Mesa de redacción
Kebabs
Deia, 29-08-2009desde hace unos dos años la comida rápida en Bizkaia tiene un nuevo horizonte. Llegados de oriente, los kebabs se han convertido en los nuevos templos del tentempié barato para muchos oficinistas, estudiantes y probadores de nuevos gustos. Yo lo descubrí en París hace 20 años en el Barrio Latino donde la inmigración turca lleva asentada décadas aunque el origen de este bocadillo con carne asada y vegetales viene de la India y Pakistán. Entonces me pareció un plato sano, apetecible y sobre todo barato para los precios parisinos de los 80.
Ahora he vuelto a retomar esos sabores en algunas visitas a la multitud de locales que han surgido no sólo en Bilbao, en cualquier población vizcaina de más de 30.000 habitantes hay por lo menos uno de esos asadores verticales que dan vuelta tostando carne de cordero o cerdo. Lo que me lastima es la sensación de cutrerío que impera entre los dueños del negocio.
Hay algunos que son cadena, Dönner Kebab, otros son particulares, pero todos tiene una característica común, el olvido más absoluto por vender un poco de imagen. Además han robado la esencia de muchos bares y tascas con historia. En la capital vizcaina son legión los negocios con aromas orientales asentados en antiguos locales de hostelería con tradición.

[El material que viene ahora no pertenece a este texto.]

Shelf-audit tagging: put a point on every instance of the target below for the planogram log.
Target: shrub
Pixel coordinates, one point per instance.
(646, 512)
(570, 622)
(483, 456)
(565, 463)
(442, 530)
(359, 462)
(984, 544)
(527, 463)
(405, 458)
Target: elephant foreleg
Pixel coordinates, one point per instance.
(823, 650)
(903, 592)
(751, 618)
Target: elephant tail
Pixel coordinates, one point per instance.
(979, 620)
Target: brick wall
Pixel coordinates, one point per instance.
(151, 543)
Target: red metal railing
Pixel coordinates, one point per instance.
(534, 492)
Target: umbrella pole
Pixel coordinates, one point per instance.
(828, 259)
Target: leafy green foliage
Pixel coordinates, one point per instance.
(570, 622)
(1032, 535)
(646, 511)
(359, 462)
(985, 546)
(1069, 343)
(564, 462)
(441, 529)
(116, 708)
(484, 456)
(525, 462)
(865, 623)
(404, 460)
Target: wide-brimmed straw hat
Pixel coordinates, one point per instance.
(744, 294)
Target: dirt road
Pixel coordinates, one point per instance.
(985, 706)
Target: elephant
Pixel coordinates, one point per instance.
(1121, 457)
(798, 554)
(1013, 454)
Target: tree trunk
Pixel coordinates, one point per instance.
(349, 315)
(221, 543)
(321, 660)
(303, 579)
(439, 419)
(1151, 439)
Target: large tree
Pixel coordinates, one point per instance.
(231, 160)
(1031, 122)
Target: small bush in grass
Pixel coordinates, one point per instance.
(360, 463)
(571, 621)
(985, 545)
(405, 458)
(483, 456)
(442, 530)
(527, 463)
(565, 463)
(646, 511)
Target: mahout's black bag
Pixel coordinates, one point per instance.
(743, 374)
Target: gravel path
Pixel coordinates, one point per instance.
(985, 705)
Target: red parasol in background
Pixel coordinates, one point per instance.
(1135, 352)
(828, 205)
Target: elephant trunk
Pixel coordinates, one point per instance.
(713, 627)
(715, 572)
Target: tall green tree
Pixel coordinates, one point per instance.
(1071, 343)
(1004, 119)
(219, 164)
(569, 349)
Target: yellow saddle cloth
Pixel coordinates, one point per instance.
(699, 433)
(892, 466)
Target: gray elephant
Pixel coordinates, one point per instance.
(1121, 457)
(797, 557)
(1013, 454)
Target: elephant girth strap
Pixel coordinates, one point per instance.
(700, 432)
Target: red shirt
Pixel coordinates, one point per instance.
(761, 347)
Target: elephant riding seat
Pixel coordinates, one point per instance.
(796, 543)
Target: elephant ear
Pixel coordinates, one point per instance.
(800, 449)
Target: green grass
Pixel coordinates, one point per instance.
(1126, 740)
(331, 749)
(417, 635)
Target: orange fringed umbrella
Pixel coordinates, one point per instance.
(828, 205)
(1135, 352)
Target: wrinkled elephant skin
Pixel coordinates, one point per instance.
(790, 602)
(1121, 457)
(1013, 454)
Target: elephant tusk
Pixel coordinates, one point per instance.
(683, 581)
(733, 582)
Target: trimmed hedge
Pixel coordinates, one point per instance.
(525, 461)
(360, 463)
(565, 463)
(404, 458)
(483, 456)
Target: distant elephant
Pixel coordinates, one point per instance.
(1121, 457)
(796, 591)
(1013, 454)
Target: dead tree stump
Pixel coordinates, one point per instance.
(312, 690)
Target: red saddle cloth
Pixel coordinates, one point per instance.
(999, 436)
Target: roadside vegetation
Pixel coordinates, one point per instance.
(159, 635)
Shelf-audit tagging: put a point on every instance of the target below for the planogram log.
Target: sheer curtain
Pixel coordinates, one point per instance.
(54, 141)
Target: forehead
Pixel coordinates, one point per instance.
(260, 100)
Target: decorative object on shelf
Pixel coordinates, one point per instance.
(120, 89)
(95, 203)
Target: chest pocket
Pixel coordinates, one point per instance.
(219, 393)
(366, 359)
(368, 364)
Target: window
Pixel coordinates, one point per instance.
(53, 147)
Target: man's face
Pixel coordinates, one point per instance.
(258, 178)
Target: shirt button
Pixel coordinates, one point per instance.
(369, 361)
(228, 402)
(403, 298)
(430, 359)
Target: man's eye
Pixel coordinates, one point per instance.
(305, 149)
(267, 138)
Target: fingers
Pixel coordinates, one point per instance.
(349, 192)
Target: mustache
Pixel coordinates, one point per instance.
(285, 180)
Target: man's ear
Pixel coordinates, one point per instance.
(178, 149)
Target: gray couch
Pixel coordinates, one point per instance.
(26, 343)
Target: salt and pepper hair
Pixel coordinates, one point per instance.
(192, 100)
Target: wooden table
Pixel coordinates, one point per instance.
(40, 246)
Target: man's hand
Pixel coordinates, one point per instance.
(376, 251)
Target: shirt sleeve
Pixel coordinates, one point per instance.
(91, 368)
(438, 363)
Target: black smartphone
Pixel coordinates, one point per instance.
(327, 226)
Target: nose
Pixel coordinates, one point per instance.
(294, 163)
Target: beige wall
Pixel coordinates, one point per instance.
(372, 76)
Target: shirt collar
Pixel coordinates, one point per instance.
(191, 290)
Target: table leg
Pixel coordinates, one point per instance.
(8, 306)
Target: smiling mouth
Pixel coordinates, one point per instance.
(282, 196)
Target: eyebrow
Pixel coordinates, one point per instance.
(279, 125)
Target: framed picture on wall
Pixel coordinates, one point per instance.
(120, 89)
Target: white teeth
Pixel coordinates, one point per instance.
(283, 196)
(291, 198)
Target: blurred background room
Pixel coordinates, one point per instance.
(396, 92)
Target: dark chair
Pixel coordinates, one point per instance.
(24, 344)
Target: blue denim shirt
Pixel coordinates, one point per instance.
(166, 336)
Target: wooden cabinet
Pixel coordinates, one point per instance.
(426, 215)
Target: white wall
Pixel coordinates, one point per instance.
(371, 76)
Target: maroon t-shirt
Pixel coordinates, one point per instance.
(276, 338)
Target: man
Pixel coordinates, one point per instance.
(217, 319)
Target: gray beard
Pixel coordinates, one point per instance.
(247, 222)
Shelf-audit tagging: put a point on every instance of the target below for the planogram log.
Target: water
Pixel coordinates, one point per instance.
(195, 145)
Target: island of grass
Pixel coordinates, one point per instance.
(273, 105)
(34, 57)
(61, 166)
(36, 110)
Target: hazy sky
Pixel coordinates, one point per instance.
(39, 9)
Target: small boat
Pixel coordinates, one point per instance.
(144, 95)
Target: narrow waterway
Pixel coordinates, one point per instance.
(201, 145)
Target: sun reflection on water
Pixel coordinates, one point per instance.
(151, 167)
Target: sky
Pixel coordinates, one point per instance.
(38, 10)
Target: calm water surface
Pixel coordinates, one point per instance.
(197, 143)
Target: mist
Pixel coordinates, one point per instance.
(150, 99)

En la calle Autonomía, en la remozada Ledesma, en Buenos Aires… se encuentran los viejos negocios intactos con su barra, las mesas y sillas originales, la televisión, incluso mantienen el nombre anterior en la fachada semioculto por el cartel anunciador del comedero.
Les pintan de blanco, les colocan varios cuadros con fotos del Bósforo y las mezquitas de Estambul y en la televisión todo el día vídeos producidos en Bollywood, ya que la mayoría de los empleados provienen de la India. Escasa luz ambiental, estanterías casi vacías a excepción de latas de refrescos en bloque y un cierto toque mugre en algunas superficies completan el cuadro.